Saturday, November 23, 2019

Latest subway brouhaha misses the point


Citizens voiced criticism of the police when a woman selling churros was handcuffed by NYPD officers at the Broadway Junction station in Brooklyn.

The police said the vendor had been issued several citations and had refused officers’ orders to move. Also, the vendor was not officially arrested, but briefly handcuffed and issued a citation. Whichever way you cut it, “the optics” as we say in the public relations world, were bad.

In the scale of subway scofflaws and annoyances, the Spanish-speaking women selling churros don’t register at all. The churro ladies usually stay out of the way of foot traffic and sell delicious homemade treats at a good price. They don’t loudly beg for money from strangers or drag their carts through crowded subway cars at rush hour.

Why aren’t the police clearing out the homeless who can render entire subway cars unusable? Why aren’t we seeing more photos of the brain-addled aggressive panhandlers being put in handcuffs, or the people bringing bicycles or in some cases, motorcycles onto the subways being given the heave-ho by New York’s finest?  

I get why the MTA wants to crack down on subway fare beaters, but they are avoiding the bigger, harder issues that makes a bigger difference in the deteriorating level of subway service that arouses the ire of straphangers.

Subway riders are furious because the subways are terrible. There are frequent delays and overcrowding on the subways, trains and buses that never show up, and service that is sub-par even when going according to plan. Almost all of the lines have outdated signaling systems that frequently stall trains and the MTA is decades behind replacing them. People have missed job interviews, meetings with loved ones, and even their own college graduations because the MTA’s inexcusable performances.

The transit system has singled out the people who jump the turnstiles and don’t pay their fare as a major issue to be addressed. Indeed the agency reported that these freeloaders could cost the system more than $300 million this year. Its approach to fixing this problem has been typically ham-handed. It spent money on signs and stickers telling people not to use the exit-only emergency exits to leave the subway, as it enables people to run in through the open door to avoid paying. Such a campaign could only be designed by people who don’t actually ride the subway. The subways need more exit-only gates. Taking up turnstile space to leave only stalls people who are rushing to get on a train. People who leave by the exit only gates and the emergency exits while people are trying to get in are doing the right thing.

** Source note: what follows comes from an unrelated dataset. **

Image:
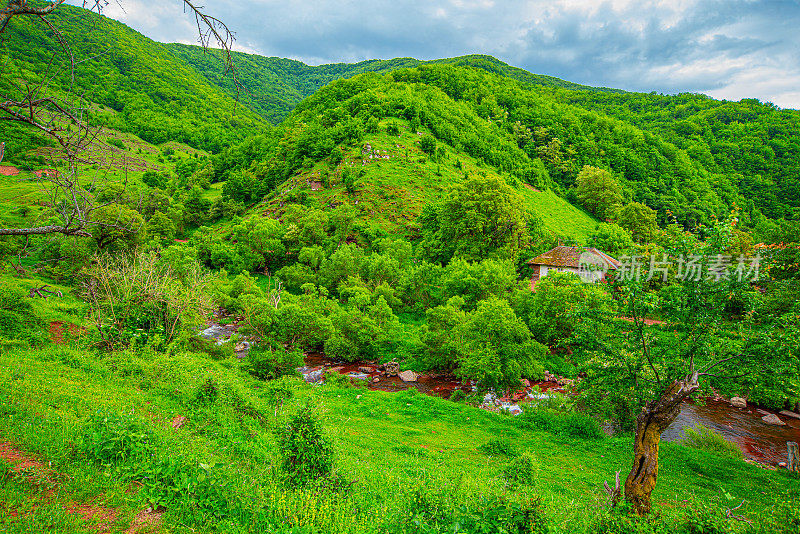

All these stupid stickers and signs do is flush money down the toilet that could be used for upgrading the system.

While fare beaters certainly do account for a major shortfall in the MTA’s budget, but it is small potatoes compared to the larger underfunding issues that require a political solution. It will be a hard-fought battle between the city and state governments, and will take years to make right. It will include unpopular tax increases.

No doubt there should be cost cutting. Why does track construction cost many times more in New York than anywhere else? Why are there thousands of no-show jobs on the books every time we want to build some new track in New York? Solving these issues of construction corruption and graft will go a long way to improving our transit situation, but it still can’t entirely address the funding gap.

This central funding question is the one the MTA needs to tackle first. Without adequate funding from New York State, all the other ideas are impotent half-measures that will drive more outrage than revenue.